Oct. 19, 1936 · Arkansas Supreme Court · 4-4482
193 Ark. 6

Coca-Cola Bottling Company of Southwest Arkansas v. Bacon, Judge.

4-4482

Opinion delivered October 19, 1936.

Rowell, Rowell & Dickey, for petitioner.

G. W. Lookadoo and William F. Denman, for respondent. '

Humphreys, J.

This is an application for a writ of prohibition to prevent the circuit judge of Nevada county from proceeding to try the case of Mrs. Susie Walls and W. F. Walls v. Coca-Cola Bottling Company of Southwest Arkansas, on the ground that no proper service has been had upon it. The suit is for damages resulting from drinking a part of a bottle of Coca-Cola manufactured by said company, which contained a spider. The service was obtained by serving a summons in Nevada county upon a truck driver of said company, who was delivering its products to persons engaged in business in said county. The company’s place of business was in Camden, in Ouachita county, and it had no branch office or place of business in Nevada county. The service was had under act No. 70 of the Acts of the General Assembly of 1935, p. 157, which is as follows:

“Section 1. When the defendant is the owner or the operator of any motor bus or busses, motor coach or *7coaches, or motor truck or trucks, engaged in the business of carrying and transporting either passengers, freight, goods, wares or merchandise over any of the highways of this State, the service of summons may be had upon any such owner or operator by serving same upon any clerk or agent of any such owner or operator selling tickets or transacting any business for such owner or operator, or may be upon any driver or chauffeur of any bus, coach or truck being operated or driven by such driver or chauffeur as a servant, agent or employee of any su'ch owner or operator, and service so had upon the agent or agents of any such owner or operator or had upon any such chauffeur or driver of any such bus, coach or truck being operated or driven by such driver or chauffeur as a servant, agent or employee of any such owner or operator shall be deemed and considered as good and valid service upon such owner or operator whether such owner or operator be a person, firm or corporation.
“Section 2. Nothing contained in this act shall be so construed as to repeal any of the provisions of the law of this state as to venue or service of summons now in effect except where same may be in direct conflict with the provisions hereof, it being the intention of this act to provide further and additional methods of obtaining service of summons as against the owners and operators of motor busses, coaches and trucks, as above set out.
“Section 3. Whereas many motor busses, coaches and trucks are being operated upon the public highways of this state and by reason of their operation persons are being injured and their property damaged and in many instances there is now no agent of the owner or operator of such vehicles upon whom service of summons can be had in counties through which same are being operated, therefore an emergency exists on account of such injuries and damages to persons and property and no adequate provision for service of summons existing, it is found that this act is necessary for the immediate preservation of the public peace, health and safety, and an emergency is hereby found to exist, and-this act shall be in full force and effect from and after its passage. ’ ’

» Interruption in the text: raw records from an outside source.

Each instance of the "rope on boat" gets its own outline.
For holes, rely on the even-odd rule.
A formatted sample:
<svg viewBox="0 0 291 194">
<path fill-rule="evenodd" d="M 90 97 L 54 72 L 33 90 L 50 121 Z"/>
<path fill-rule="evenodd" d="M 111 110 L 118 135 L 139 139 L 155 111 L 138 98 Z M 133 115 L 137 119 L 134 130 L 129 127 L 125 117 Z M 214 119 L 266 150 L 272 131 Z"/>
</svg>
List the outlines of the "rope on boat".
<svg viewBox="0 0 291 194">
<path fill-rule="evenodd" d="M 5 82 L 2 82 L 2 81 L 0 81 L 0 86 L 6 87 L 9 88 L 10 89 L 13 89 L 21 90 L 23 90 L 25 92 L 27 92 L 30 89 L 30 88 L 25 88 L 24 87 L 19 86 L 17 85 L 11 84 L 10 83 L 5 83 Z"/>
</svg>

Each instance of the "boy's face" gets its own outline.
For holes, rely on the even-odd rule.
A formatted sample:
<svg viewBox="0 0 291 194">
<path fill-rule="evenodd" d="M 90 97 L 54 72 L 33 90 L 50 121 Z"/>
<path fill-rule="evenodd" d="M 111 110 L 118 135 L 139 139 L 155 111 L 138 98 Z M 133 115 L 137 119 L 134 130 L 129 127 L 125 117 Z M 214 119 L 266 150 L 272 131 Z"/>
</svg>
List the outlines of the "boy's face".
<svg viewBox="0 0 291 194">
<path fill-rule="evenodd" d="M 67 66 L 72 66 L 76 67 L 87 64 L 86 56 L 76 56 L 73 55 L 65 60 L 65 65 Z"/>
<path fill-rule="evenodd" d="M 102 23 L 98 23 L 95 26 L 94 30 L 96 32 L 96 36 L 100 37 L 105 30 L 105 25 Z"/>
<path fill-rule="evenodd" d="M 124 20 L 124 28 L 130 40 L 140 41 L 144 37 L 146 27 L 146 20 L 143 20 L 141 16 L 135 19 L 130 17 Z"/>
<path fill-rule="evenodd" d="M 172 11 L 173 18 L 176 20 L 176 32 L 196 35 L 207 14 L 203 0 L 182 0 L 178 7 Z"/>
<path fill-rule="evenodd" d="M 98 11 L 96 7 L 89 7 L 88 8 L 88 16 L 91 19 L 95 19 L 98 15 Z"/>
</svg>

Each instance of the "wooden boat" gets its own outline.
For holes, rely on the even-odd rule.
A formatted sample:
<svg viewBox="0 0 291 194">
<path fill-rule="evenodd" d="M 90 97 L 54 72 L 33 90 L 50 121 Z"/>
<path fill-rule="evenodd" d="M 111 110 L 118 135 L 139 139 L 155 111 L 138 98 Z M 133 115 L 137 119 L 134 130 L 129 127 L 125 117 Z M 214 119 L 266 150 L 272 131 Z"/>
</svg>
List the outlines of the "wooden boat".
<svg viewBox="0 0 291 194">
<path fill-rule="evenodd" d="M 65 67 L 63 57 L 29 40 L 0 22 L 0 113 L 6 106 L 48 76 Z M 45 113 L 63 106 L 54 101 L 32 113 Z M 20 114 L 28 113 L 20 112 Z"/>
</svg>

*8Beading this act from its four corners, the mode or manner of service provided therein has application only to actions for damages to persons or their property occasioned 'by the negligent operation of motor busses, coaches or trucks on the highways of this state. If the broad construction contended for by respondents were given this act, then the owner operating the motor bus, coach, or truck, engaged in the business of carrying and transporting either passengers, freight, goods, wares or merchandise over any of the highways ' of this state, might be sued in any county of this state for slander, on open account, note or contract, by serving a summons upon the driver of the motor vehicle. If § 1 of the act were intended to have this meaning, the Legislature would not have incorporated §§ 2 and 3 and especially § 3 in the act, for then there would have been a conflict between §§ 1 and 3 to say the least of it. When the three sections are read together as one act, as they should be, in order to arrive at the intent of the Legislature, they mean that in actions to recover for damages done to persons and property by certain motor vehicles operated on highways of this state by the employees of the owners thereof, when engaged in carrying passengers, freight, goods, wares or merchandise, the owners may be sued in any county in the State by serving a summons on the drivers of such motor vehicles. Construed in this way, the three sections are in harmony and reflect the intent of the Legislature in passing* the act.

The temporary writ of prohibition granted by Justice Mehaffy in vacation is, therefore, made permanent.